Simon Willison’s Weblog


Datasette 0.64, with a warning about SpatiaLite

9th January 2023

I release Datasette 0.64 this morning. This release is mainly a response to the realization that it’s not safe to run Datasette with the SpatiaLite extension loaded if that Datasette instance is configured to enable arbitrary SQL queries from untrusted users.

Here are the release notes quoted in full:

The problem with SpatiaLite

Datasette allows arbitrary SQL execution as a core feature. It takes a bunch of steps to provide this safely: database connections are opened in read-only mode, it imposes a strict time limit on SQL queries and Datasette is designed to be run in containers for a further layer of protection.

SQLite itself is an excellent platform for this feature: it has a set of default functionality that supports this well, protected by a legendarily thorough test suite.

SpatiaLite is a long running third-party extension for SQLite that adds a bewildering array of additional functionality to SQLite—much of it around GIS, but with a whole host of extras as well. It includes debugging routines, XML parsers and even it’s own implementation of stored procedures!

Unfortunately, not all of this functionality is safe to expose to untrusted queries—even for databases that have been opened in read-only mode.

After identifying functions which could crash the Datasette instance, I decided that Datasette should make a strong recommendation not to expose SpatiaLite in an unprotected manner.

In addition to the new documentation, I also added a feature I’ve been planning for a while: a simple setting for disabling arbitrary SQL queries entirely:

datasette --setting default_allow_sql off

Prior to 0.64 you could achieve the same thing by adding the following line to your metadata.json file:

    "allow_sql": false

Or in metadata.yml:

allow_sql: false

The new setting achieves the same thing, but is more obvious and can be easily applied even for Datasette instances that don’t use metadata.

A new SpatiaLite tutorial

The documentation now recommends running SpatiaLite instances with pre-approved SQL implemented using Datasette’s canned queries feature.

To help clarify how this works, I decided to publish a new entry in the official series of Datasette tutorials:

Building a location to time zone API with SpatiaLite

This is an updated version of a tutorial I first wrote back in 2017.

The new tutorial now includes material on Chris Amico’s datasette-geojson-map plugin, SpatiaLite point-in-polygon queries, polygon intersection queries, spatial indexes and how to use the simplify() function to reduce huge polygons down to a size that is more practical to display on a map.

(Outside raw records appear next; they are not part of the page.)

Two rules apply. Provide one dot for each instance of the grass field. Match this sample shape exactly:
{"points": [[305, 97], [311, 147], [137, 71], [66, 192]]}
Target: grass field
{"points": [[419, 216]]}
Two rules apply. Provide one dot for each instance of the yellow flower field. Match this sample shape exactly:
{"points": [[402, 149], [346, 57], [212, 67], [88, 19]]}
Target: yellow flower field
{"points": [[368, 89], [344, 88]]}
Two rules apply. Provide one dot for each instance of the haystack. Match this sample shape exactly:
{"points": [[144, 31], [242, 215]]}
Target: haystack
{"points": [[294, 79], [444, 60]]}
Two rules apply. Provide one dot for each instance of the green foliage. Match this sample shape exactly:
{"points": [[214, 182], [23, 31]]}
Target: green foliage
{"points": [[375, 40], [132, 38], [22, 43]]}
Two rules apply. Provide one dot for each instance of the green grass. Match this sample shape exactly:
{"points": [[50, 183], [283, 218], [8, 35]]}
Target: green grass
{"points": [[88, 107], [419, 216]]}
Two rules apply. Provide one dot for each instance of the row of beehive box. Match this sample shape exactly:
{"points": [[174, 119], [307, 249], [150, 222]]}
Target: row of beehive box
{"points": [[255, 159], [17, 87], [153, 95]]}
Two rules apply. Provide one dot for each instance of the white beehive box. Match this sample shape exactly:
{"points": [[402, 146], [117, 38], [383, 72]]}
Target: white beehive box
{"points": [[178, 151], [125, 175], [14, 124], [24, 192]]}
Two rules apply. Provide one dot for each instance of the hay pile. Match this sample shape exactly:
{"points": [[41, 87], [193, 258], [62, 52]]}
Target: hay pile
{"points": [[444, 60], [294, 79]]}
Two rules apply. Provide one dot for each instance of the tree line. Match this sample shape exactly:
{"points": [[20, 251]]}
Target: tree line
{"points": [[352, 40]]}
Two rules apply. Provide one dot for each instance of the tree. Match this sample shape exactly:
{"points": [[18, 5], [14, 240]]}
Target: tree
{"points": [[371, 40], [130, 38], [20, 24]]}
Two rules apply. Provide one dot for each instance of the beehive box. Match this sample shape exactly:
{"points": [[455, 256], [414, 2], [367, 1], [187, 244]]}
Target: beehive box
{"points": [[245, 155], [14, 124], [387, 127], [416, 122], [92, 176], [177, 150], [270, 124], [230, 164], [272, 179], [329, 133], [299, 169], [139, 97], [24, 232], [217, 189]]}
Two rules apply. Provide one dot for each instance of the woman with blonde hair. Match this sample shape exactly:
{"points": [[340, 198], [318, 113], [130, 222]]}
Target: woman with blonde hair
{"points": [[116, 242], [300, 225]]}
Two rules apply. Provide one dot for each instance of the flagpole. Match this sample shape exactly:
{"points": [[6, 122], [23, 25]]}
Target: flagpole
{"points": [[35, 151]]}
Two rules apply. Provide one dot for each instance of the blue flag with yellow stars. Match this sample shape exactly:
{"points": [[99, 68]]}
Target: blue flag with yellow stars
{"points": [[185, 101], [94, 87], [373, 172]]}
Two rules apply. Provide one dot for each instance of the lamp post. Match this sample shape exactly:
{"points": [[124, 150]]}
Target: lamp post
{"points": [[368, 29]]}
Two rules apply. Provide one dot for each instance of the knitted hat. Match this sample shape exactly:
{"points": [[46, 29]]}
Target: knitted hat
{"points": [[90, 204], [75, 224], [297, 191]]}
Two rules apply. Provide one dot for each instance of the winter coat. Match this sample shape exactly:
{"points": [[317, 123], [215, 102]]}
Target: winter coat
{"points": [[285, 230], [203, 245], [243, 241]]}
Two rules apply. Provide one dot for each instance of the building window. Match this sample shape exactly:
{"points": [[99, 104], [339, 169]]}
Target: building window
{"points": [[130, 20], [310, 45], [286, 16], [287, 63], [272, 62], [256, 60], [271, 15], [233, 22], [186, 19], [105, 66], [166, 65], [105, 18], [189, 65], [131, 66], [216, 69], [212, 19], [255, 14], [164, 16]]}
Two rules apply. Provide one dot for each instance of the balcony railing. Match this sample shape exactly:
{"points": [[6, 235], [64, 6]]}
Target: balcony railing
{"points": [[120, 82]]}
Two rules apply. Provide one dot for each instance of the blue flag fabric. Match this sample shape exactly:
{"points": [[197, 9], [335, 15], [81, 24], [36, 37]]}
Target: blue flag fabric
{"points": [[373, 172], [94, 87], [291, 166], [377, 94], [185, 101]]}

I’m really happy with this new tutorial. Not only does it show a safe way to run SpatiaLite, but it also illustrates a powerful pattern for using Datasette to create and deploy custom APIs.

The resulting API can be accessed here:

It’s hosted on Fly, using their $1.94/month instance size with 256MB of RAM—easily powerful enough to host this class of application.

I also updated the datasette-publish-fly plugin to make it easier to deploy instances with SQL execution disabled, see the 1.3 release notes.